The fundamental frequency of a string fixed at both ends is 325 Hz. How long does it take for a wave to travel the length of this string?
The time for one cycle is 1/325 sec. The time to go to one end (1/2 wavelength away) is one half that time.
yes it is
To find the time it takes for a wave to travel the length of a string, we need to consider the wavelength and the wave speed.
The formula for the speed of a wave on a string is given by:
v = f * λ
Where:
v is the wave speed,
f is the frequency of the wave, and
λ is the wavelength.
In this case, we are given the fundamental frequency of the string, which is 325 Hz. The fundamental frequency corresponds to the first harmonic, which has one complete wavelength along the length of the string.

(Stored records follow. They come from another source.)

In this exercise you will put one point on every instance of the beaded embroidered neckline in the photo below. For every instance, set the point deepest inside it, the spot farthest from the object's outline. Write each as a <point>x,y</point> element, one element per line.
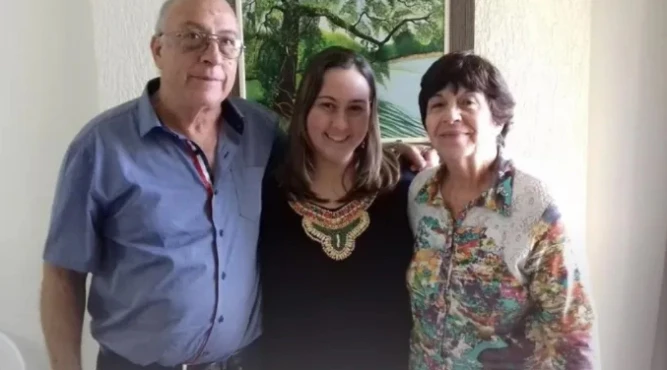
<point>335,230</point>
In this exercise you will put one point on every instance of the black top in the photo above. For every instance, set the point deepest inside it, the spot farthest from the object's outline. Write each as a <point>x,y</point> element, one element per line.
<point>319,313</point>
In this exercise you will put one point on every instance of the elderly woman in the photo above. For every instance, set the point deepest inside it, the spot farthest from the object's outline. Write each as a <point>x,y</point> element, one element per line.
<point>494,279</point>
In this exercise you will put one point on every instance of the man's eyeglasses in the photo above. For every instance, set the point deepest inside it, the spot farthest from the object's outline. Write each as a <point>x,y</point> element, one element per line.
<point>230,46</point>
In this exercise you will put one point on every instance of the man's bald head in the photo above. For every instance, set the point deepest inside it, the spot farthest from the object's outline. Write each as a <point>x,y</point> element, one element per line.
<point>169,4</point>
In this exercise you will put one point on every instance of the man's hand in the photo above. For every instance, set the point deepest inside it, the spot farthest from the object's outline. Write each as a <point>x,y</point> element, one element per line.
<point>418,156</point>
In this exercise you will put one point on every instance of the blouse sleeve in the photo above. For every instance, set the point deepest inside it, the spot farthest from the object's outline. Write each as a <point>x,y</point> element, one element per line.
<point>561,327</point>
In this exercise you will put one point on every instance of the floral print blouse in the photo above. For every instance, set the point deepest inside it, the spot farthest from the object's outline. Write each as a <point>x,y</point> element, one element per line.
<point>496,286</point>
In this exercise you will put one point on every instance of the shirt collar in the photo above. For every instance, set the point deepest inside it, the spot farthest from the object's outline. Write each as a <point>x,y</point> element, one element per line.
<point>498,198</point>
<point>148,119</point>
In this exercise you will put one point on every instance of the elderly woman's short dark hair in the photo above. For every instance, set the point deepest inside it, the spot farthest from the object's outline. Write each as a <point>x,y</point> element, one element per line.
<point>474,73</point>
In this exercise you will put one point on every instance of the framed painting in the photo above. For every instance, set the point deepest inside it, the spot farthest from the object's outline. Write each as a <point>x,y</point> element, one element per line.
<point>400,38</point>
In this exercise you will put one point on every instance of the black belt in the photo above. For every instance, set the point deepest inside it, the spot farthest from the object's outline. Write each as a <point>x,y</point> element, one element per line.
<point>245,359</point>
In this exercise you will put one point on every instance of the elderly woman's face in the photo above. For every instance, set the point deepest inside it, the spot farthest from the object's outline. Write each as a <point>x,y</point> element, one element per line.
<point>459,123</point>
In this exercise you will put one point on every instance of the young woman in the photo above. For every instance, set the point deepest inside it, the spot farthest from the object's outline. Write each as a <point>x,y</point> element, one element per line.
<point>335,241</point>
<point>495,280</point>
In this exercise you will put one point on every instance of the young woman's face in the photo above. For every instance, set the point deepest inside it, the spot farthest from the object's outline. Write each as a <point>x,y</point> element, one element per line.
<point>339,119</point>
<point>459,123</point>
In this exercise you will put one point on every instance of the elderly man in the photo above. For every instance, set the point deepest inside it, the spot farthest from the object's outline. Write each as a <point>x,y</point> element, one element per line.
<point>159,200</point>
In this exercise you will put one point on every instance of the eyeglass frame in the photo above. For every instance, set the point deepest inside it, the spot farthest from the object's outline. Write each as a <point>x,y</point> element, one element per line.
<point>207,37</point>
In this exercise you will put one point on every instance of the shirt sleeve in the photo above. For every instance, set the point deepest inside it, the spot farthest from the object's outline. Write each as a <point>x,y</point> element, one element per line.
<point>561,327</point>
<point>73,237</point>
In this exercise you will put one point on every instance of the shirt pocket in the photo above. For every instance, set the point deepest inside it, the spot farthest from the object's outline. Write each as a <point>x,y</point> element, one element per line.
<point>248,184</point>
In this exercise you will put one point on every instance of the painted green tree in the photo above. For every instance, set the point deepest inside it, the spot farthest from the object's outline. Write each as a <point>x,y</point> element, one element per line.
<point>280,35</point>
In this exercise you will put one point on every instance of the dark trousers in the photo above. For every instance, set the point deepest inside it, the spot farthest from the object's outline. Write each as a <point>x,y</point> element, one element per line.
<point>248,358</point>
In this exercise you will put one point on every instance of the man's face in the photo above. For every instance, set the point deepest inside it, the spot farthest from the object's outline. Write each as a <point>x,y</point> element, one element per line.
<point>197,52</point>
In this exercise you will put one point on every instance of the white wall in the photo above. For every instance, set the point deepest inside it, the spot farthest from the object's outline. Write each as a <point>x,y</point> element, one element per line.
<point>627,202</point>
<point>542,49</point>
<point>49,63</point>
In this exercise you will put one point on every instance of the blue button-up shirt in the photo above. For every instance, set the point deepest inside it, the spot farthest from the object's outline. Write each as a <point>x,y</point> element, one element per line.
<point>168,282</point>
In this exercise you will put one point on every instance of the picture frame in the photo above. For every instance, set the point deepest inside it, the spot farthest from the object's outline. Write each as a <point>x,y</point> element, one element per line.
<point>399,46</point>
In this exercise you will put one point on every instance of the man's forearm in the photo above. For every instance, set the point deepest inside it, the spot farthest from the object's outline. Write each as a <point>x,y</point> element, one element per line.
<point>62,304</point>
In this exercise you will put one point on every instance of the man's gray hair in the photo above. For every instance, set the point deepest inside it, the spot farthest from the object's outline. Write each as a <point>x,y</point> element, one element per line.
<point>162,15</point>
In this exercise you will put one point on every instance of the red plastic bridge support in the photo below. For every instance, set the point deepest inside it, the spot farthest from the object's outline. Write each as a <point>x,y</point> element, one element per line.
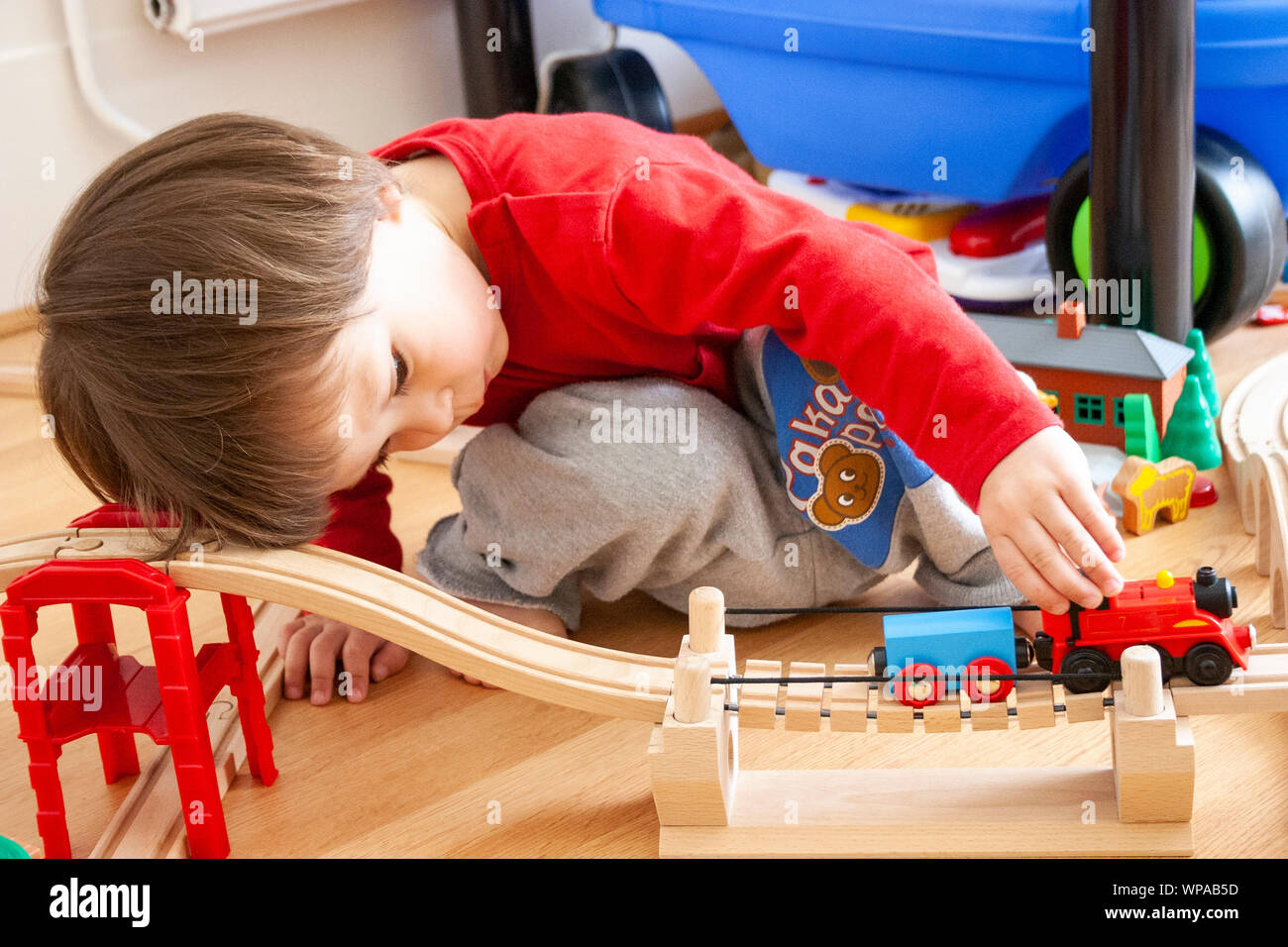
<point>167,702</point>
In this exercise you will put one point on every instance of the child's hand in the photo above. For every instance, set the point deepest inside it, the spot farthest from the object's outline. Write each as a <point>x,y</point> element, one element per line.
<point>1034,501</point>
<point>310,646</point>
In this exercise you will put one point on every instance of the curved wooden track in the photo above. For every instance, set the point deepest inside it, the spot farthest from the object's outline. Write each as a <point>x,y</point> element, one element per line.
<point>1254,432</point>
<point>1254,420</point>
<point>393,605</point>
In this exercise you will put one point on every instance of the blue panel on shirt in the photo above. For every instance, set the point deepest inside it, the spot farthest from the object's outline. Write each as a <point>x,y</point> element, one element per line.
<point>846,472</point>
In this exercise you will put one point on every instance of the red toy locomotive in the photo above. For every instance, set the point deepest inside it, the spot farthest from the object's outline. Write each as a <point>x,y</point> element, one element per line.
<point>1186,620</point>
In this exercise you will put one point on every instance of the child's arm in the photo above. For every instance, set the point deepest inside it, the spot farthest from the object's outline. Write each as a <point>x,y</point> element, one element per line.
<point>687,245</point>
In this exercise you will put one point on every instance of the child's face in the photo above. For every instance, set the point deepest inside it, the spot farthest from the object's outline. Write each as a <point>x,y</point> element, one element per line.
<point>432,338</point>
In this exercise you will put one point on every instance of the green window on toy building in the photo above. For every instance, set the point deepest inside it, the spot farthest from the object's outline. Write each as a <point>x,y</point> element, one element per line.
<point>1089,408</point>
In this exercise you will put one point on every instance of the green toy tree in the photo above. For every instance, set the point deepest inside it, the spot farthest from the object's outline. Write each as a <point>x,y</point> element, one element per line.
<point>1190,433</point>
<point>1141,437</point>
<point>1201,368</point>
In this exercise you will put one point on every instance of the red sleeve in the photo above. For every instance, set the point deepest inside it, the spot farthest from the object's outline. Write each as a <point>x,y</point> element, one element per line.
<point>360,522</point>
<point>687,245</point>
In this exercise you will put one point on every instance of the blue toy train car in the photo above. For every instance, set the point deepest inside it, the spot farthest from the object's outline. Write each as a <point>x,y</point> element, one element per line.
<point>930,655</point>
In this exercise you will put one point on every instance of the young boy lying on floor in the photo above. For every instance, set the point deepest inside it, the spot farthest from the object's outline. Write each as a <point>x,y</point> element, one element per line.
<point>244,318</point>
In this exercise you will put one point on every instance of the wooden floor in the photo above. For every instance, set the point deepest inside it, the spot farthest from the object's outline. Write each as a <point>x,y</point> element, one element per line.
<point>429,766</point>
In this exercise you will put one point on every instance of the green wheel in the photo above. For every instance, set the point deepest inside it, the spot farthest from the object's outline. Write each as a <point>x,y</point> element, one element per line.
<point>1239,234</point>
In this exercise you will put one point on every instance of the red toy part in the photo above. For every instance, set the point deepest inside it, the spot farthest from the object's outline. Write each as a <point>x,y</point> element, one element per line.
<point>1001,228</point>
<point>1270,315</point>
<point>980,681</point>
<point>1203,492</point>
<point>1180,616</point>
<point>167,702</point>
<point>919,685</point>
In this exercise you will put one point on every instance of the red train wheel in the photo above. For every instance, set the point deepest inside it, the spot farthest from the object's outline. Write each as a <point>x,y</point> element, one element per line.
<point>982,684</point>
<point>917,685</point>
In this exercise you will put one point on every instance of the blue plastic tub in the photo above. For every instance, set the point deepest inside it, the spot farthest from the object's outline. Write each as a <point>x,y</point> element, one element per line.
<point>992,91</point>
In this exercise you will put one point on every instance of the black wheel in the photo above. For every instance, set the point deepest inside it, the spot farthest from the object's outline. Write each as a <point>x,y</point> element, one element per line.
<point>1164,661</point>
<point>876,663</point>
<point>1209,664</point>
<point>1085,663</point>
<point>1239,232</point>
<point>618,81</point>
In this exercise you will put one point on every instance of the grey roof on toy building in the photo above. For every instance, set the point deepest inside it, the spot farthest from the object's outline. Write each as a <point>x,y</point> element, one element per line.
<point>1102,350</point>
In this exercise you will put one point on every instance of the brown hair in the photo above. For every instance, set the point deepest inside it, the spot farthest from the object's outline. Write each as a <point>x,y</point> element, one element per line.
<point>224,421</point>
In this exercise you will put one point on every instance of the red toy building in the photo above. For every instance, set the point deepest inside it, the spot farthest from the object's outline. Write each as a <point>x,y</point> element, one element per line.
<point>1091,368</point>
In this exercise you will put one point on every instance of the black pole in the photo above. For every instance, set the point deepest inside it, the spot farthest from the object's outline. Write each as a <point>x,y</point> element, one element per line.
<point>1142,159</point>
<point>494,39</point>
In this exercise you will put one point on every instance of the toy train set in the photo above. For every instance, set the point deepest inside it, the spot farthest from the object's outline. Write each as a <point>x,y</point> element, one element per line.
<point>928,656</point>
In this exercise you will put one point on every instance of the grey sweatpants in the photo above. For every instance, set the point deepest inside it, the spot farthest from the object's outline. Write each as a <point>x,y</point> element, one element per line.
<point>580,495</point>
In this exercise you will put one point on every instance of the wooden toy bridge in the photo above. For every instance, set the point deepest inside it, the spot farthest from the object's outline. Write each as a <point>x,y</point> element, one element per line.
<point>708,805</point>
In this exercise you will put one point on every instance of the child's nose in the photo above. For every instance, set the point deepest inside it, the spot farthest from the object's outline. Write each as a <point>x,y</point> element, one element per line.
<point>443,415</point>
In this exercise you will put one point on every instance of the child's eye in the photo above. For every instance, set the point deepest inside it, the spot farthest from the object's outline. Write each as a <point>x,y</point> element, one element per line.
<point>400,372</point>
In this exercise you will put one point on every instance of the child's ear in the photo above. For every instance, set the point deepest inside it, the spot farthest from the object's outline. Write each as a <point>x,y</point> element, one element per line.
<point>390,196</point>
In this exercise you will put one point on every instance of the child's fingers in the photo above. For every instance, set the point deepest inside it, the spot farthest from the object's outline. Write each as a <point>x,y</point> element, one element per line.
<point>295,660</point>
<point>1026,579</point>
<point>389,659</point>
<point>1078,545</point>
<point>322,655</point>
<point>1091,512</point>
<point>356,657</point>
<point>1042,549</point>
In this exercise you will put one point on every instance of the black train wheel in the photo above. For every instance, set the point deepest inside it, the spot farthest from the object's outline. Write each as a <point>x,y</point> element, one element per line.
<point>618,81</point>
<point>1209,664</point>
<point>1085,661</point>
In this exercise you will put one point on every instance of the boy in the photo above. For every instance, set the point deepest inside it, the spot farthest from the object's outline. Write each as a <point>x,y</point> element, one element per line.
<point>463,273</point>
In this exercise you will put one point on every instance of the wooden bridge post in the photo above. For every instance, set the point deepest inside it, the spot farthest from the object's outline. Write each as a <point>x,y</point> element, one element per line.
<point>694,754</point>
<point>1153,749</point>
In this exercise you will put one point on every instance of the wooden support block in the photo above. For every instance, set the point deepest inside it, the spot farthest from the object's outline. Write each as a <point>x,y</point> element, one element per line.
<point>849,707</point>
<point>805,701</point>
<point>1153,766</point>
<point>944,716</point>
<point>1034,703</point>
<point>956,812</point>
<point>694,768</point>
<point>758,703</point>
<point>1082,707</point>
<point>706,618</point>
<point>892,715</point>
<point>988,716</point>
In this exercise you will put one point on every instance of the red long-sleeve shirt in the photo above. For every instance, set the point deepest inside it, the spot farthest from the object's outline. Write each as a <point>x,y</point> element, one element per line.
<point>619,252</point>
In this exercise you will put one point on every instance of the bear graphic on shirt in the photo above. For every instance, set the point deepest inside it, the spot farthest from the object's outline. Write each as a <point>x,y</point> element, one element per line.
<point>849,483</point>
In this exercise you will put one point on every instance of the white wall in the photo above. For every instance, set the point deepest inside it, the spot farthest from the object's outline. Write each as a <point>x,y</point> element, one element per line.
<point>364,72</point>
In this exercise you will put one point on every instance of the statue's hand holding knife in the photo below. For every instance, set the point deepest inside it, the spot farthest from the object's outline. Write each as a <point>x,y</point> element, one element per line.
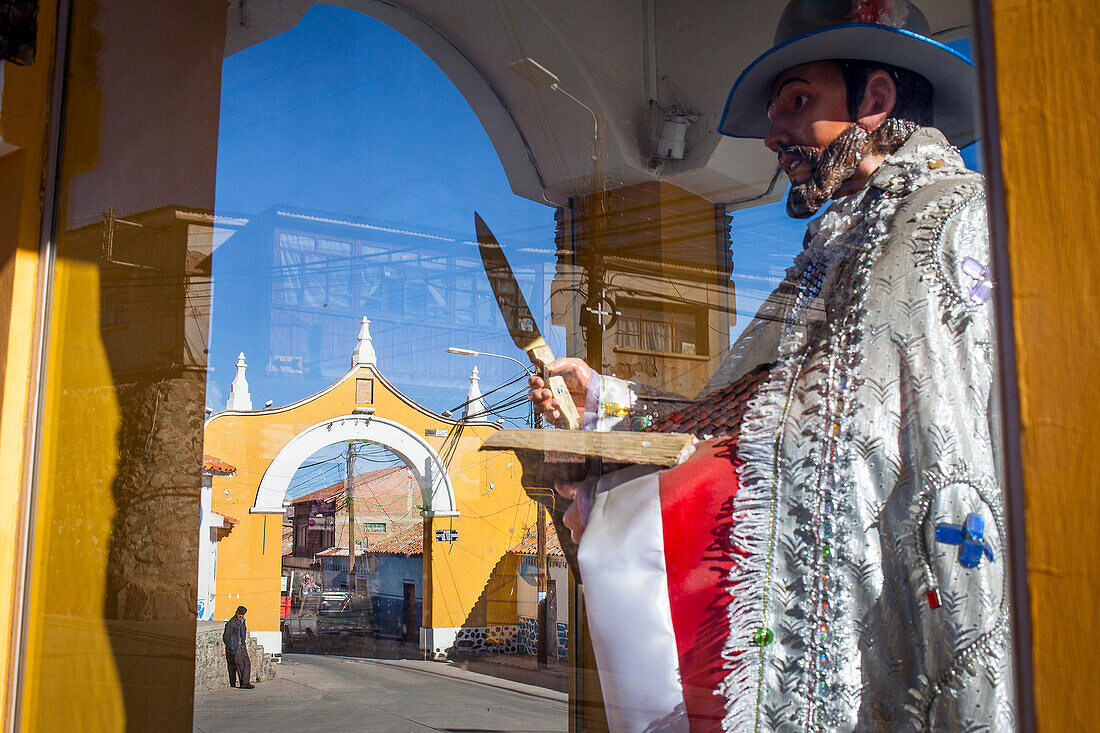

The formula for the wavelength of the first harmonic on a string fixed at both ends is:
λ = 2L
Where:
λ is the wavelength, and
L is the length of the string.
Since the string is fixed at both ends, the wavelength of the first harmonic is twice the length of the string.
Therefore, substituting the values into the formula, we have:
v = f * λ
v = 325 Hz * 2L
To find the time it takes for a wave to travel the length of the string, we can rearrange the formula as follows:
t = d / v
Where:
t is the time,
d is the distance (length of the string), and
v is the wave speed.
Substituting the values, we have:
t = 2L / (325 Hz * 2L)
t = 1 / (325 Hz)
Therefore, the time it takes for a wave to travel the length of the string is 1/325 seconds, or approximately 0.0031 seconds.